Barcode labels are one of the most popular choices for managing traceable assets. They can be easily affixed to nearly any piece of equipment, inventory, or other asset and are even used as Unique Identification (UID) labels for tacking regulated equipment in the defense industry. Many of today’s modern enterprise asset management (EAM) and computerized maintenance management systems (CMMS) rely on barcode labels for asset tracking, monitoring, and maintenance management. In this post, we’ll discuss some of the essential best practices to consider before purchasing barcode labels.
Selecting Your Assets
One of the first things you should look at when preparing for new barcode labels is your current asset and inventory management plan. If you’re developing an asset management program for the first time and don’t yet have a plan, now is the perfect time to create one. Consider all the assets you manage and decide which assets and equipment should be tracked using barcode labels. Identify any workspaces, shelving, or rack space that may require tags or labels, as well.
The best way to review your assets is in the context of the factory, warehouse, or facility floor plan. Review work processes with your team and determine how assets flow into and out of the facility and how various resources interact with them. Products, equipment, and inventory may all have different barcode labeling needs, and having a clear list from the start will help you in the later stages of planning.
Identifying Tracking Needs
In addition to the layout of your facility, it is also an excellent practice to review the barcode scanning hardware and software programs that your company uses to scan and track items. Other considerations to explore include how long each barcode label will be used and the configuration of your barcode scanners and other hardware within the building or across worksites. All of these factors could impact the barcode labels suitable for each application. One significant factor in using barcodes effectively is the scanning distance. The proper scanning distance is mostly defined by a combination of the scanning hardware, label surface coating, and size of the barcode.
Assessing the Environments
The environments in which your barcode labels are used are a primary consideration when selecting label materials, finishes, and attachment methods. Standard warehouse conditions allow for flexible options and standard label designs, while harsh environments with exposure to extreme conditions will require a more durable barcode solution. Potential exposure to things like moisture, extreme temperatures, sand, and chemicals can render barcode labels unreadable if you choose an incompatible material.
Selecting Optimal Labels
After identifying the asset management plan and potential environments, you can review the options available for label materials and other design considerations. Here is where you can compare the specific qualities of various types of barcode labels against your application requirements. These are some of the most important features to consider when selecting barcode labels:
- Label design. The size, graphics, barcode symbology, and color of a barcode label can all be customized to meet your desired branding and functional requirements. Choose a substrate material for your labels based on compatibility with the expected environmental conditions. Select the appropriate label size based on the desired scanning distance. You may be able to choose the finish, such as a matte look, as well.
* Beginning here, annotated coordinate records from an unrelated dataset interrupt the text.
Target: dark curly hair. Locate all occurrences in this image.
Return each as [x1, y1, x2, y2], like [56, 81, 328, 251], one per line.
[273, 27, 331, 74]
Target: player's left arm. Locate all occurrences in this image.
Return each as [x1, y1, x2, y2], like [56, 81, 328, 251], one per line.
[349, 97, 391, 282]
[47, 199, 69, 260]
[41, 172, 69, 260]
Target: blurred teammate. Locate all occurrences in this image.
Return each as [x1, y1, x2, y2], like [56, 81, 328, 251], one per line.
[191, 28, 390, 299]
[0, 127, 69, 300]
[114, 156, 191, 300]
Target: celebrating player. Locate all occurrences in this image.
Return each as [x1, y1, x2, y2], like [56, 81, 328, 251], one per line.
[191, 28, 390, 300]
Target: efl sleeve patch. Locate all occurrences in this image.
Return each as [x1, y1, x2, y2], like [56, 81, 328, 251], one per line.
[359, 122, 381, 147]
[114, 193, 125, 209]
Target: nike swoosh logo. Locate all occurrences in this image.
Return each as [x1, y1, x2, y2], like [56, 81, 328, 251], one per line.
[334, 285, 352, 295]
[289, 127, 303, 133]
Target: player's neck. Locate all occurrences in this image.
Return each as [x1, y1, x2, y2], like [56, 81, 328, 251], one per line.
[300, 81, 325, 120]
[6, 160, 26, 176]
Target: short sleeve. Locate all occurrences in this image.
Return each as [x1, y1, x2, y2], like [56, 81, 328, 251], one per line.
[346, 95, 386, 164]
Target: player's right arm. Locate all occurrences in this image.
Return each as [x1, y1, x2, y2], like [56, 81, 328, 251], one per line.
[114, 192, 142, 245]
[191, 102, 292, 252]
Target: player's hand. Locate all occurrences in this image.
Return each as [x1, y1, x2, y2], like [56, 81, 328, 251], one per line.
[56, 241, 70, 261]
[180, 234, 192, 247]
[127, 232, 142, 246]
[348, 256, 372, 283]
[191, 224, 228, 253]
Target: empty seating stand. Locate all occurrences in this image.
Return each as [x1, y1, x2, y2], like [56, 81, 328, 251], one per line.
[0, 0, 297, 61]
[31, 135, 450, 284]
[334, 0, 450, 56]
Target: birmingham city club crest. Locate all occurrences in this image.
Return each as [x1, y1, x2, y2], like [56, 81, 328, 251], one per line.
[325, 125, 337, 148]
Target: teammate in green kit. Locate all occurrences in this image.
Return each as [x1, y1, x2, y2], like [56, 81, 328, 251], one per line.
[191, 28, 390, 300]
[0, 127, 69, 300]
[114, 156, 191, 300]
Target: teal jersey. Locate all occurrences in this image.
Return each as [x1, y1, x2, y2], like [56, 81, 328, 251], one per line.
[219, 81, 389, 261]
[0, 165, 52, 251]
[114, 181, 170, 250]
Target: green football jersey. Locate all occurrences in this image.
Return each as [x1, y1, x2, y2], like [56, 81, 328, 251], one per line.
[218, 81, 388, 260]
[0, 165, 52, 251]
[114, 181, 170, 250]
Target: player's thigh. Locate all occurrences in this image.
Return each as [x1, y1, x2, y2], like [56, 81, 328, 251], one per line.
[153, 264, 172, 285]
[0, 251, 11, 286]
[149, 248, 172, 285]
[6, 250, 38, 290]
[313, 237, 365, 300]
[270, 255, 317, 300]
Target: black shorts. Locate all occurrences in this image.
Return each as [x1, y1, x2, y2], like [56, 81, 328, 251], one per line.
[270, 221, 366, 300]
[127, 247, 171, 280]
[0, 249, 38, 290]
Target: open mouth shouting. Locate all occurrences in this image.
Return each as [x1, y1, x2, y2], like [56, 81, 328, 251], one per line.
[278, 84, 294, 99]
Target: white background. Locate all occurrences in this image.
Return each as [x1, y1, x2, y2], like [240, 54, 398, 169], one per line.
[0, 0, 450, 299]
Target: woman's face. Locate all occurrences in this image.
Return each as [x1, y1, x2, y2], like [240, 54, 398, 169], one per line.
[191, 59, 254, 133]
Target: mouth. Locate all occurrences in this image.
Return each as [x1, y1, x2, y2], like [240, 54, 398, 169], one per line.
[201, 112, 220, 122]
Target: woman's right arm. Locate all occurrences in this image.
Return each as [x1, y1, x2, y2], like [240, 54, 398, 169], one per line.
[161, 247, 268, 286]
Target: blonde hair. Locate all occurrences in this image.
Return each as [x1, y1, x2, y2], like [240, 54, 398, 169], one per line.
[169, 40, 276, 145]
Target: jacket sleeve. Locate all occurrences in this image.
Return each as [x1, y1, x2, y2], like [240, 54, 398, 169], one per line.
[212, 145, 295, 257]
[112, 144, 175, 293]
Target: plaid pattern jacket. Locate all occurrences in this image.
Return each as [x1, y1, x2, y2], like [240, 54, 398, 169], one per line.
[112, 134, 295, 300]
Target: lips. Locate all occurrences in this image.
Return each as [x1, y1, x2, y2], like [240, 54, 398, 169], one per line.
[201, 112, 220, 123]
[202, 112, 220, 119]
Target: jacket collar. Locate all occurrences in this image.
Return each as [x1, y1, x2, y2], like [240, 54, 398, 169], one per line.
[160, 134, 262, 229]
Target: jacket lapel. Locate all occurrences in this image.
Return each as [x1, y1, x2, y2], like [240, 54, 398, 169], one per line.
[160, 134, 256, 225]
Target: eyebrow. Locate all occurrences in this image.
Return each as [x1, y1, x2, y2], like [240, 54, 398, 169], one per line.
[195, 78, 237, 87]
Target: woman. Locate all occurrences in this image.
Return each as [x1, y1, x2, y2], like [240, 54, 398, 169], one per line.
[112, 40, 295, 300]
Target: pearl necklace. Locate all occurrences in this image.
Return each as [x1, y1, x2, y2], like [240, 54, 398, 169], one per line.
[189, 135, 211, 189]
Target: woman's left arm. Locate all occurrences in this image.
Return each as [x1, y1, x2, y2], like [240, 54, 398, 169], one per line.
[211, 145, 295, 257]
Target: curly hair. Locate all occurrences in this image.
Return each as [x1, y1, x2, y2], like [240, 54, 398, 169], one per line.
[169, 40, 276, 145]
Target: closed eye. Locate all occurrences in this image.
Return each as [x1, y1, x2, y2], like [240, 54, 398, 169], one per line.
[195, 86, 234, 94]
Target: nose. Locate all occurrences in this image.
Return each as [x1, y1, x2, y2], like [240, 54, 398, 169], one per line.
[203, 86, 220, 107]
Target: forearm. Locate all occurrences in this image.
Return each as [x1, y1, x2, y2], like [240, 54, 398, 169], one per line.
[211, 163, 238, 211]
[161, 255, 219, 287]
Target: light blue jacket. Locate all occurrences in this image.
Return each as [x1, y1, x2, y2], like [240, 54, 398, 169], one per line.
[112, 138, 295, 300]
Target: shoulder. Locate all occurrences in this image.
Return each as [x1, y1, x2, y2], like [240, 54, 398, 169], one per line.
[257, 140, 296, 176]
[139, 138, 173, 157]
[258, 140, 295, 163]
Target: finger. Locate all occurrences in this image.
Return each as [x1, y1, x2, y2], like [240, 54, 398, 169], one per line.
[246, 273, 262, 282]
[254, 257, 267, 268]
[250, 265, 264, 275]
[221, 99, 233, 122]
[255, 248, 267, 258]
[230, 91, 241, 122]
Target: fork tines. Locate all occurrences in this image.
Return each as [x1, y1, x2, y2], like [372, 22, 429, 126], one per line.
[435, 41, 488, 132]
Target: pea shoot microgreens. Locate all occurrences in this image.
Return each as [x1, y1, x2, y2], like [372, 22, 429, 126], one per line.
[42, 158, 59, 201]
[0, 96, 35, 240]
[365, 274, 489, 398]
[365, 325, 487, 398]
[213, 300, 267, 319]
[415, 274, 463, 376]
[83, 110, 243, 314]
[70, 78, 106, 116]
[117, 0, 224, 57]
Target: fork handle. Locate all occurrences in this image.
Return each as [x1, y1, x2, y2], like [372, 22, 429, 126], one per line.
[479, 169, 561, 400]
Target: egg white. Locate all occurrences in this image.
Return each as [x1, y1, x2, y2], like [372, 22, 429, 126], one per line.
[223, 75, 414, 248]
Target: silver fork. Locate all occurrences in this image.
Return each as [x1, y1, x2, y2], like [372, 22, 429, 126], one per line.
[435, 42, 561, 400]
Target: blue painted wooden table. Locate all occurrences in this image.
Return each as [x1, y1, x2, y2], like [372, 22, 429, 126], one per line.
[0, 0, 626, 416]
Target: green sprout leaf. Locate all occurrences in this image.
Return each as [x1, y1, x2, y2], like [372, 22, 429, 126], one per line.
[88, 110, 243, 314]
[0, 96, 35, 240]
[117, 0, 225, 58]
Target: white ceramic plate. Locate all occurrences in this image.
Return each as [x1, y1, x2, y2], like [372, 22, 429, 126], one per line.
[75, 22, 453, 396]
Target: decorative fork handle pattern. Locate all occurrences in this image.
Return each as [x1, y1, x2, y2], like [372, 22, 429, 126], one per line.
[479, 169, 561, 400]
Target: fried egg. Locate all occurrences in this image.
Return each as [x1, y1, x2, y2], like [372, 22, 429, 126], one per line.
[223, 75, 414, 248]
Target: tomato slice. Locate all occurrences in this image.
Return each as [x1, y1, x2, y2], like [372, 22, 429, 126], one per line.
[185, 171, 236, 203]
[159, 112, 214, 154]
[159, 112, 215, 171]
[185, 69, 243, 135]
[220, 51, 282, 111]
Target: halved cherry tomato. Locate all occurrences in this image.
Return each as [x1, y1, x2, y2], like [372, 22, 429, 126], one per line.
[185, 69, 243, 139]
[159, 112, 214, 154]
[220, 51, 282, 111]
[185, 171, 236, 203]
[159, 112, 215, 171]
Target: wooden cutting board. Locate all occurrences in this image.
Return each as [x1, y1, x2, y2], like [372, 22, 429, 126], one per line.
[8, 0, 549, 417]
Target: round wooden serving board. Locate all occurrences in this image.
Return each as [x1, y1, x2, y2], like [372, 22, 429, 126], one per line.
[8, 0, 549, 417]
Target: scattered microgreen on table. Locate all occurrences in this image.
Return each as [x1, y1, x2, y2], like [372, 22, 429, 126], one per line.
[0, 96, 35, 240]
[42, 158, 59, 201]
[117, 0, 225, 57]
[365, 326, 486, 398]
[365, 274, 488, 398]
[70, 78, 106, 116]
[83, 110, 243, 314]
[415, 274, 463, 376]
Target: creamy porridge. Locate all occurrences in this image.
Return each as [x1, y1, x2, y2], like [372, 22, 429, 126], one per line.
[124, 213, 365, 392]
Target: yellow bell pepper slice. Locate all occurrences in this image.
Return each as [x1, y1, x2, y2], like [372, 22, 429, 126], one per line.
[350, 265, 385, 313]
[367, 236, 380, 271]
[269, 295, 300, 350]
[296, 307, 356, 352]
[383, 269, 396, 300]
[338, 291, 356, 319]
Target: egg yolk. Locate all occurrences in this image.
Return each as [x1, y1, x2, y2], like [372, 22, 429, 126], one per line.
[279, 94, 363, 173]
- Surface attachment. If you’re labeling assets with curvy surfaces or irregular contours, choose a flexible barcode label. Most barcode labels are available with an adhesive or mechanical means of attachment. Other options, such as tamper-resistant labels that leave clear evidence of any attempt to remove them, should also be considered for some applications. For instance, costly moveable assets such as computers and other equipment may benefit from the added security of tamper-resistant labels to reduce the likelihood of theft and unauthorized transfer.
- Quantity and printing method. Most barcode labels are already optimized with a printing method that best suits the type of material, finish, and any coating that is required. You can always review the printing method with your supplier and discuss the printing options and pricing based on your desired quantity. Take advantage of quantity discounts to reduce your upfront investment.
It’s always best to review your application requirements and other considerations before purchasing barcode labels. Discussing your needs with a trusted supplier like Camcode will also help reduce scanning errors or process issues. With careful planning, you can implement a barcode labeling solution quickly and start reaping the benefits of effective asset tracking.